Il y a deux ans, le parc national du Fjord-du-Saguenay a remodelé son offre en rajoutant deux tronçons de sentiers d’hiver, accessibles en raquettes ou en ski hors-piste, sur une boucle d’environ 24 kilomètres, dotée d’un refuge au Lac de la Chute et d’un camp rustique, les Méandres, surplombant la Baie Éternité. La descente vers la Baie Éternité se fait sur un sentier partagé avec les motoneigistes, ce qui est assez exceptionnel pour un Parc. Un droit acquis pour les membres du club de pêche blanche permet à une vingtaine de cabanes de camper sur le site chaque hiver.
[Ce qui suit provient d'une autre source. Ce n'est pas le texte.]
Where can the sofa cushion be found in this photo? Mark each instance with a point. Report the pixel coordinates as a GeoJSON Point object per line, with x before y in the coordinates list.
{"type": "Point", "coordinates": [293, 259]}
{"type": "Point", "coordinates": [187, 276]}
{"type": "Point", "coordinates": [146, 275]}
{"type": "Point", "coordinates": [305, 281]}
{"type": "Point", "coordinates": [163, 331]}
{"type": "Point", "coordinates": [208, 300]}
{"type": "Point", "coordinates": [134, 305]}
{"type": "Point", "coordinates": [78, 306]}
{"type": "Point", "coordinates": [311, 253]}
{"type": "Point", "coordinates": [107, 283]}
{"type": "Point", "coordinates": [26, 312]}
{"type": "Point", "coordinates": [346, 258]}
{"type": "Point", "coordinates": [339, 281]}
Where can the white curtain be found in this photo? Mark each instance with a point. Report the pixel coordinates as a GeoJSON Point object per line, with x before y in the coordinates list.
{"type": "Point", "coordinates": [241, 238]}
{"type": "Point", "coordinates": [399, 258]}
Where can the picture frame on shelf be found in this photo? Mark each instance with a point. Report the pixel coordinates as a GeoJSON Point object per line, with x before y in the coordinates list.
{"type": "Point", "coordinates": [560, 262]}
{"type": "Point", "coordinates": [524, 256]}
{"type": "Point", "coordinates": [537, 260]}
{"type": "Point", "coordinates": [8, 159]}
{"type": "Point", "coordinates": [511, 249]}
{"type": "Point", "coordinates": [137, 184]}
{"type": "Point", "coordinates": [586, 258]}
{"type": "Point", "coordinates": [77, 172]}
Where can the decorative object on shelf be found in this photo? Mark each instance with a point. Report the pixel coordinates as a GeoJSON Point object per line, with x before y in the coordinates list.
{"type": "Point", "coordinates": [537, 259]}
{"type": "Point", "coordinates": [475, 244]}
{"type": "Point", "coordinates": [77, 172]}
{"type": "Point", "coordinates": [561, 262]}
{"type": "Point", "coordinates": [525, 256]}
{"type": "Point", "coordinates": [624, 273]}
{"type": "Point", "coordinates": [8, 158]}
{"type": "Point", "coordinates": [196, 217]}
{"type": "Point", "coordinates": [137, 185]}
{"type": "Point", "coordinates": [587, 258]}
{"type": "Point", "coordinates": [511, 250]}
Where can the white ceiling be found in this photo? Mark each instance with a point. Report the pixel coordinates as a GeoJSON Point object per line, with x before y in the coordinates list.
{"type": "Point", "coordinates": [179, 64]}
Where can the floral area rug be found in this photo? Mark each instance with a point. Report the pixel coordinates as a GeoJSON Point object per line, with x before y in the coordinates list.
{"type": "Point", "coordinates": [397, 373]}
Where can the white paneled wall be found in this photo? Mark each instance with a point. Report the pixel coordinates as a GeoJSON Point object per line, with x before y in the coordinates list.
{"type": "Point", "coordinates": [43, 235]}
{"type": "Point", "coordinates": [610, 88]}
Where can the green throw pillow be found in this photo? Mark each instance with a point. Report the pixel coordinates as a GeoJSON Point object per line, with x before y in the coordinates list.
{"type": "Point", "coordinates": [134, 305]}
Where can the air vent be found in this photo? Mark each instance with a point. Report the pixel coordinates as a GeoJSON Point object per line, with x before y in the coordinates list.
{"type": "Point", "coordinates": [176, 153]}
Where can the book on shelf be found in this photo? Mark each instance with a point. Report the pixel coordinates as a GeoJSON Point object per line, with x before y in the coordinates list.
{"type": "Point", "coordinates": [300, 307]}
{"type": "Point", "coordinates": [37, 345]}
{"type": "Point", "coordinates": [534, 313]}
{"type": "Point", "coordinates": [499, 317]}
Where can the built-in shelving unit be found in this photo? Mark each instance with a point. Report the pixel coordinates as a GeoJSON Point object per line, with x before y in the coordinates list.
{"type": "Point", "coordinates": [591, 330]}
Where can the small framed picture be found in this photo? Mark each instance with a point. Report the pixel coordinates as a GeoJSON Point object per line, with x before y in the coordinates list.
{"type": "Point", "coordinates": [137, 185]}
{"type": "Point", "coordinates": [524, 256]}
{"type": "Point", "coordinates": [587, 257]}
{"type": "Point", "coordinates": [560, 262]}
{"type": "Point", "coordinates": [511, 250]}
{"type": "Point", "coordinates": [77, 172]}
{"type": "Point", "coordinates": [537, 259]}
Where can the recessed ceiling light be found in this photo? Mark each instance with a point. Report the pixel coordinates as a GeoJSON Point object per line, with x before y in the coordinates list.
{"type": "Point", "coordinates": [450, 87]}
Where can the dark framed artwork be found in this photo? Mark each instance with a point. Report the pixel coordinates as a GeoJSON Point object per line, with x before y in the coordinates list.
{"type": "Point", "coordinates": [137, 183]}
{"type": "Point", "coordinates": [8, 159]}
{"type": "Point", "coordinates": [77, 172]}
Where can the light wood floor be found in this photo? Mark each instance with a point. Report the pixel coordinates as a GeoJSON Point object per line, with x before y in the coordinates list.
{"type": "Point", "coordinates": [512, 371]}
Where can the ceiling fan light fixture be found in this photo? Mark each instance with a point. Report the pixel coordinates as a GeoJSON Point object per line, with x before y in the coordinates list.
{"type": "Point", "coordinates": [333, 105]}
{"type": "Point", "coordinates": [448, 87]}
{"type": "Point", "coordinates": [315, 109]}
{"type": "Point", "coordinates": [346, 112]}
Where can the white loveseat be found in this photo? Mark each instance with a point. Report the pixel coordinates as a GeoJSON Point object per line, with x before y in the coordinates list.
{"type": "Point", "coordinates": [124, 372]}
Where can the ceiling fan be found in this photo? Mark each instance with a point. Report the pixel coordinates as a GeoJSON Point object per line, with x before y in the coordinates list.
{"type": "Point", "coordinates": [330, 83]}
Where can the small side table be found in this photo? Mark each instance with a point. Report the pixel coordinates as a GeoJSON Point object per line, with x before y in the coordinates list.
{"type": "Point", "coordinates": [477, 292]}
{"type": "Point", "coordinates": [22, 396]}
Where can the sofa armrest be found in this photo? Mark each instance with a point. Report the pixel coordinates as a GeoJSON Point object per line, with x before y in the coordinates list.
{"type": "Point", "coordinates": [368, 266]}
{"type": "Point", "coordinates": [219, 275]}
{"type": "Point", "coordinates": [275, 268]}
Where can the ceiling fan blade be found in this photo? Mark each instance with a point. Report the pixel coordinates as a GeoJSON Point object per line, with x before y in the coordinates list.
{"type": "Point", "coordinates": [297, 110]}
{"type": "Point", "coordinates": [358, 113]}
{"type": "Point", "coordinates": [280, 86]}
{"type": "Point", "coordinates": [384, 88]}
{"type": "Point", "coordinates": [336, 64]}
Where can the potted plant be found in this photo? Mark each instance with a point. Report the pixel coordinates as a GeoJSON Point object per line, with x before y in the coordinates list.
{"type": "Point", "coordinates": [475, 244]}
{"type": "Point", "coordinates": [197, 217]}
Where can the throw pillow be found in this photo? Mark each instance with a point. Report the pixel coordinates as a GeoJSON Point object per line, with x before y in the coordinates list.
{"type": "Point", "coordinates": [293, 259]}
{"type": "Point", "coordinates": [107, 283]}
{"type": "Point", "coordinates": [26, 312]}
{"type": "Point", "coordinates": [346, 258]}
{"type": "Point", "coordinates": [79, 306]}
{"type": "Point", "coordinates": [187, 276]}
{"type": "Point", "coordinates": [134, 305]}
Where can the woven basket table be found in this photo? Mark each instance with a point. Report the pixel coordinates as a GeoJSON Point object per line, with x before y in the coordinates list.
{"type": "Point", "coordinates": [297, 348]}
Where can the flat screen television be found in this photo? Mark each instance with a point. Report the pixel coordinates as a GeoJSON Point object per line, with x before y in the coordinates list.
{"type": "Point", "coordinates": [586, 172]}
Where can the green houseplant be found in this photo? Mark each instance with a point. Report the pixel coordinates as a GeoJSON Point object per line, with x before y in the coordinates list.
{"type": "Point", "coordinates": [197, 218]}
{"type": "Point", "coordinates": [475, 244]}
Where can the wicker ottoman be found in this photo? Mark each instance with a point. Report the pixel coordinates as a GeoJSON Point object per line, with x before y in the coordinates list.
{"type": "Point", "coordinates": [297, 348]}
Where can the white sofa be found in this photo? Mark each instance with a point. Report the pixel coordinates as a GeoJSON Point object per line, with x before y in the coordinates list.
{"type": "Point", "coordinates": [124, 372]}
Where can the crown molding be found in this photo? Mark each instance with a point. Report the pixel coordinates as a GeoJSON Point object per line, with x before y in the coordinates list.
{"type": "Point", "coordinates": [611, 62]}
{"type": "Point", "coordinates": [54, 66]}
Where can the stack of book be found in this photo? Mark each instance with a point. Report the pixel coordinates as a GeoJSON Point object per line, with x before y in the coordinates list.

Comme l’indique Graham Park, responsable des communications au Parc, « Tout le potentiel hivernal, avec possibilités de longues randonnées dans l’arrière pays, sera peut-être un jour aussi développé que dans le secteur de la Baie Sainte-Marguerite. Le sentier du Fjord, en plus d’offrir des points de vue exceptionnels sur le fjord, il propose un service de transport de bagages, ainsi que des hébergements en yourte ou en camp rustique. Avec ce type de service, les fins de semaine d’hiver sont toutes réservées. »
L’escalade de glace dans la région est une activité réservée au club très select des crinqués ! Il existe pourtant ici un fabuleux potentiel qui ne demande qu’à être exploré et diffusé. « Nous, on grimpe juste les cascades que l’on aperçoit du bord de la route, mais je suis certain que si l’on prenait le temps, on découvrirait plein de superbes spots » m’annonce Jean-François Girard, adepte d’escalade en tout genre.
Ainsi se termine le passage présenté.